BidCo has utterly failed to make a transparent and timely case for hosting the Olympics, just like they will fail at hosting an Olympics without cost overruns.

If we cannot trust the city to run a balance transparent plebiscite, how can we trust the city to run the Olympics?

There is no clear bid plan, there’s been almost limitless misinformation from the Yes campaign and the city – some of which is clearly intentional – and the numbers just don’t stack up.

First, City Hall promised Calgarians that we would get to see the full Olympic Bid plan 30 days before the public vote, to give us enough time to debate the pros and cons and make an informed decision.

They broke that promise.

Instead, the plans are changed almost every day, to whatever the Bid Committee thinks Council or Calgarians need to hear in order to vote yes.

Second, City Hall promised Calgarians an honest, fair, and impartial process.

They broke that promise.

Instead, the plans were drawn up in secret, behind closed doors, we only learnt key pieces of information thanks to leaks, and to ensure that the deck was fully stacked towards the Yes side, they were given millions of taxpayer dollars to fund their persuasion and get out the vote campaign while the no campaign is left depending on grassroots voluntary contributions.

Third, City Hall promised Calgarians “the most transparent process in Olympic history”.

They broke that promise.

Instead, the cost/benefit analysis calculations done for this bid have been ridiculous. The 10:1 return on investment figure promoted by BidCo counts every single expense of the Olympics as a benefit.

Hiring an out-of-province or country security firm, is a cost for the city not a benefit to the city, the cost of flying in out-of-province or country IOC officials, is a cost for the city not a benefit to the city, imported materials an equipment from outside the province or country is a cost for the city not a benefit to the city. The list goes on.

Our taxpayer dollars should not be going towards persuading Calgarians to buy into such shoddy numbers. 

But perhaps least transparent of all, the city has not encouraged meaningful debate about alternative uses for the money that it would like to allocate towards the Olympics.
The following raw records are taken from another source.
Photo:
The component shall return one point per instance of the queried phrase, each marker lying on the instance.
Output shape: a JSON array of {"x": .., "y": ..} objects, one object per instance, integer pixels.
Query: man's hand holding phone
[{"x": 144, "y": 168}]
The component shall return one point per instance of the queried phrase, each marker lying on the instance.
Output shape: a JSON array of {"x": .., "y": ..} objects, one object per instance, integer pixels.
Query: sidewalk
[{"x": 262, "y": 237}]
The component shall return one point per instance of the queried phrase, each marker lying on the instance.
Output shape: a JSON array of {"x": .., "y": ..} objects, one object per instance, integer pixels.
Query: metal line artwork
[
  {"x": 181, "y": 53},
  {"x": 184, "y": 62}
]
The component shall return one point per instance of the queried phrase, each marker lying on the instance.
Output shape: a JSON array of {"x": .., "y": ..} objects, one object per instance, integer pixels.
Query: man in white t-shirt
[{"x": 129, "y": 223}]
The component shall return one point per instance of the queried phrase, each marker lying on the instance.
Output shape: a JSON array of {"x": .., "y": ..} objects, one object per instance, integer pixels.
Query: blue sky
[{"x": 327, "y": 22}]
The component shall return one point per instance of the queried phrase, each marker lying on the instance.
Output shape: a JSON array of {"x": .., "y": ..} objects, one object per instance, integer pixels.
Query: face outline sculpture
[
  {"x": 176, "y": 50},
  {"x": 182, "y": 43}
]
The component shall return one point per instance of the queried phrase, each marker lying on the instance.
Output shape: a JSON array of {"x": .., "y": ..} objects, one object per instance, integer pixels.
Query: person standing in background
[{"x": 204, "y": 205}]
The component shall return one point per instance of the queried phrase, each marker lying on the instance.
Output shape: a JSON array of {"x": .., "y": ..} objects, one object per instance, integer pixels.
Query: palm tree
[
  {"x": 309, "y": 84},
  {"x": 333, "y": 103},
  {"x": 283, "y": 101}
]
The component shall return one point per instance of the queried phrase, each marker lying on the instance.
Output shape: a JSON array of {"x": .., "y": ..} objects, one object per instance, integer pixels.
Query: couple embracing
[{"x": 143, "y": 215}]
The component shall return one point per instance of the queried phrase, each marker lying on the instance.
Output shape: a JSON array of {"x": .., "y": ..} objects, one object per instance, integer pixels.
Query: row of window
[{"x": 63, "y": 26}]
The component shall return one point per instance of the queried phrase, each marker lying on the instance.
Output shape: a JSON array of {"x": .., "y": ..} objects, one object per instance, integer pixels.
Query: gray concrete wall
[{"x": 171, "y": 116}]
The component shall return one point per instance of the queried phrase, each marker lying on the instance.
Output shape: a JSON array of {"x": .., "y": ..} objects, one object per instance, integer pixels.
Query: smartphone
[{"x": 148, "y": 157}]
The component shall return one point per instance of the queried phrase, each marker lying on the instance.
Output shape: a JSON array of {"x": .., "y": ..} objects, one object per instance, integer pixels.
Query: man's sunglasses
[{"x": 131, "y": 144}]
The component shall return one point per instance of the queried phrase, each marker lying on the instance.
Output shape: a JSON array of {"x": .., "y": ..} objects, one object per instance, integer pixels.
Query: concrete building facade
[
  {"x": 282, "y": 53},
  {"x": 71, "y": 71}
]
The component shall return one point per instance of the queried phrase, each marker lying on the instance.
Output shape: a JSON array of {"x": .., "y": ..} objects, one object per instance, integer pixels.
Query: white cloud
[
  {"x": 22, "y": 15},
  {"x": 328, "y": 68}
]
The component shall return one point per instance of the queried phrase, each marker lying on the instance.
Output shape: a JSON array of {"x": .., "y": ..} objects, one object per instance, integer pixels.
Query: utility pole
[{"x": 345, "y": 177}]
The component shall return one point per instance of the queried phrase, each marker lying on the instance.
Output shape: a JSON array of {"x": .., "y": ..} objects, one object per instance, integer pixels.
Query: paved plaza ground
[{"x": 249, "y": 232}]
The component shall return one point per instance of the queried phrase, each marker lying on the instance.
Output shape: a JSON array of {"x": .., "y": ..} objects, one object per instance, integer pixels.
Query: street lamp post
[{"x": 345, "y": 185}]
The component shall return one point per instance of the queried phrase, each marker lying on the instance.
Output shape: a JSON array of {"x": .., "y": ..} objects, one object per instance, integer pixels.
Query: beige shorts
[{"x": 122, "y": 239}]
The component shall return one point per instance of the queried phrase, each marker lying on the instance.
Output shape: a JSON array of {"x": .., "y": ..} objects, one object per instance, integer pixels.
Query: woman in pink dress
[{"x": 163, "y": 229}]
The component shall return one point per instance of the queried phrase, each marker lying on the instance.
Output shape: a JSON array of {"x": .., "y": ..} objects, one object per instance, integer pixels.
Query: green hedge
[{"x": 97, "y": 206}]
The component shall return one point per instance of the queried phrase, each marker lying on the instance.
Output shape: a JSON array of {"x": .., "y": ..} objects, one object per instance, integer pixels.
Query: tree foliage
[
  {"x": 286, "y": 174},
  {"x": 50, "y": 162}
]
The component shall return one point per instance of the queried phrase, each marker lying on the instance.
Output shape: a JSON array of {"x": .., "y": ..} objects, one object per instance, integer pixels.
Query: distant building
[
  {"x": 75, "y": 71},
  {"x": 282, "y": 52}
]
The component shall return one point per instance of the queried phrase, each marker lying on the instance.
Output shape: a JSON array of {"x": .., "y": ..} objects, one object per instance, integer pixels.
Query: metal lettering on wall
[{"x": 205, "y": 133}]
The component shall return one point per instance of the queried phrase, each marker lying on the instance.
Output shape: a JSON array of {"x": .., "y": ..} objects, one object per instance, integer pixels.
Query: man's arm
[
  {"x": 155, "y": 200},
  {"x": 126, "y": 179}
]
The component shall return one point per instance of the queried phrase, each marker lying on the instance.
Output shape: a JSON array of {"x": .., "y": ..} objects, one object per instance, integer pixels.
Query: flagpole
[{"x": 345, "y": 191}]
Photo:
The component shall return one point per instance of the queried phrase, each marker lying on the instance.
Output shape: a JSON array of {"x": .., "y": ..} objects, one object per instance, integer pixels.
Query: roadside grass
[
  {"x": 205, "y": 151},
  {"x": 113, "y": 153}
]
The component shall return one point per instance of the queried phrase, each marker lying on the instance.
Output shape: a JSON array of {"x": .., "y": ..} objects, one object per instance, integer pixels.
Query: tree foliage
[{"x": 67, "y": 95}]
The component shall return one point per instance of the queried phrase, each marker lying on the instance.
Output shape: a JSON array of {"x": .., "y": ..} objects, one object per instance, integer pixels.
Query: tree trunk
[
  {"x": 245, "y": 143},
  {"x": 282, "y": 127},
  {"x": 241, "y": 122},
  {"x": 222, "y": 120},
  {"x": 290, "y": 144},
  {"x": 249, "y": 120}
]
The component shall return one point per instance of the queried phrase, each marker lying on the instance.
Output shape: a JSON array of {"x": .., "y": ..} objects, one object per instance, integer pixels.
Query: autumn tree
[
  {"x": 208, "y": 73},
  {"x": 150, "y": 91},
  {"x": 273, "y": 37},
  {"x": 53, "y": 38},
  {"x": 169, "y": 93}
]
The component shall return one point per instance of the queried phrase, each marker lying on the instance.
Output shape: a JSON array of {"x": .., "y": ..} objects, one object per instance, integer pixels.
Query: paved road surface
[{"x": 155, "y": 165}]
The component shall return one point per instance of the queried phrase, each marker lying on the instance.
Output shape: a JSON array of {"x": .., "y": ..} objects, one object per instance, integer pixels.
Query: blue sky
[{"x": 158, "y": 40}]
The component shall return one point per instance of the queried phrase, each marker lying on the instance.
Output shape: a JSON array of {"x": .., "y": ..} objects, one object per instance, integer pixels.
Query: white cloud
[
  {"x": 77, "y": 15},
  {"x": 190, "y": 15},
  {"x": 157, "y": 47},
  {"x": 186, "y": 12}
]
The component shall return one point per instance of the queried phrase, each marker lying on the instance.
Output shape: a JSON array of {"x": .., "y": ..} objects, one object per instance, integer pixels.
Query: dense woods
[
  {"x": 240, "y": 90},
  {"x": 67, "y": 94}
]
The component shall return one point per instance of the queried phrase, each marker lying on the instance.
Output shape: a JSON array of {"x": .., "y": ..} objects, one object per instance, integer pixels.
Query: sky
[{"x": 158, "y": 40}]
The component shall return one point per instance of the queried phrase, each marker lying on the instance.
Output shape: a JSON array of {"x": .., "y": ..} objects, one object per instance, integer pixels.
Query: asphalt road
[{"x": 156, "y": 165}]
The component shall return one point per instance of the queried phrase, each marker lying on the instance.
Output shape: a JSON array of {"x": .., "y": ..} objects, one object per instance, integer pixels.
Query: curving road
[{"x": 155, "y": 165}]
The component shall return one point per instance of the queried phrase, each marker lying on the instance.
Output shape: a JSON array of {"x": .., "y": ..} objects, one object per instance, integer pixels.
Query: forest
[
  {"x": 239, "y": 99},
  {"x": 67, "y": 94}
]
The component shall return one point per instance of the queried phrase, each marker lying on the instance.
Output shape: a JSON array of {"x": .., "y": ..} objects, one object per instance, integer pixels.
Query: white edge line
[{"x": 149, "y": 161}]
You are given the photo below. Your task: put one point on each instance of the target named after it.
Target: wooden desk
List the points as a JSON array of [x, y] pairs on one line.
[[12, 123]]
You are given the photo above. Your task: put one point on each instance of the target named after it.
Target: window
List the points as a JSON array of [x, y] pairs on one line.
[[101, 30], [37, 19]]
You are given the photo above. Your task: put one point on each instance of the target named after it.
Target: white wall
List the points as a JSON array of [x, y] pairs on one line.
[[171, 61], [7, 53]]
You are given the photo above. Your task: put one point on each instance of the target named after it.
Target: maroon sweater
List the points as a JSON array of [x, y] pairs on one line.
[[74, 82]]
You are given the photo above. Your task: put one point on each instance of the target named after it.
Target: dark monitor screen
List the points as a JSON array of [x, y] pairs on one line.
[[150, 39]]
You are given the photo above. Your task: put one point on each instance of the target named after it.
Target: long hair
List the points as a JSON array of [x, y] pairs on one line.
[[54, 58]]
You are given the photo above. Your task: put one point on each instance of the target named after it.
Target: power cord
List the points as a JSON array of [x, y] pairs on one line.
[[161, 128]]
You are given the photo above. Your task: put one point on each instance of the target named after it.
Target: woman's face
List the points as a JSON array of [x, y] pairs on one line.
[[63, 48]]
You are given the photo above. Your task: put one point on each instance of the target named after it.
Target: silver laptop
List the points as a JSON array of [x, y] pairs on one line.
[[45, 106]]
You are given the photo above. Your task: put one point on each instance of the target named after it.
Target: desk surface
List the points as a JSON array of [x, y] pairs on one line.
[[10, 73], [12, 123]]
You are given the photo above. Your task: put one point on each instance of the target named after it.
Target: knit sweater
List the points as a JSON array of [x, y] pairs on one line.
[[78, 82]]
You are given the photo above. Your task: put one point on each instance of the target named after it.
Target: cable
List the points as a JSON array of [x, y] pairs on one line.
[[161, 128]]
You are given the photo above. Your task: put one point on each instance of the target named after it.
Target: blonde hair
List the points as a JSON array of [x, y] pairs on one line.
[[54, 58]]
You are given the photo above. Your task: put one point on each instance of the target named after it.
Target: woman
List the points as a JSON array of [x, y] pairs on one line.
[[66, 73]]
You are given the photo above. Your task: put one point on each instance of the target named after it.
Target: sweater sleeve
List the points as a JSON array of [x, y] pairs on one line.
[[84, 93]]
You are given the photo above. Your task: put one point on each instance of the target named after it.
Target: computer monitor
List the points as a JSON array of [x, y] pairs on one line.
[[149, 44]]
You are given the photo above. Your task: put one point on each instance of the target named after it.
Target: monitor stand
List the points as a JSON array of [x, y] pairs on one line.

Without knowing the opportunity cost, how this money might better be used, it’s impossible to understand the true costs of hosting the Olympics.  

Now, all of this is not to say that hosting the Olympics is an inherently bad idea – perhaps if the finances stacked up and we’d had long enough to make sure the plan was solid, we could support the bid.

But this is not '88, when community groups led an organic grassroots effort.

This has been a top-down, politician-led, taxpayer-funded campaign to persuade the public right from the start.

Even the councillor who was in charge of the committee that co-ordinated the bid is now opposed, because he thinks Calgarians don’t have the information they need to make an informed decision.

For those reasons, we think the common-sense answer to this Olympic Bid is a firm No.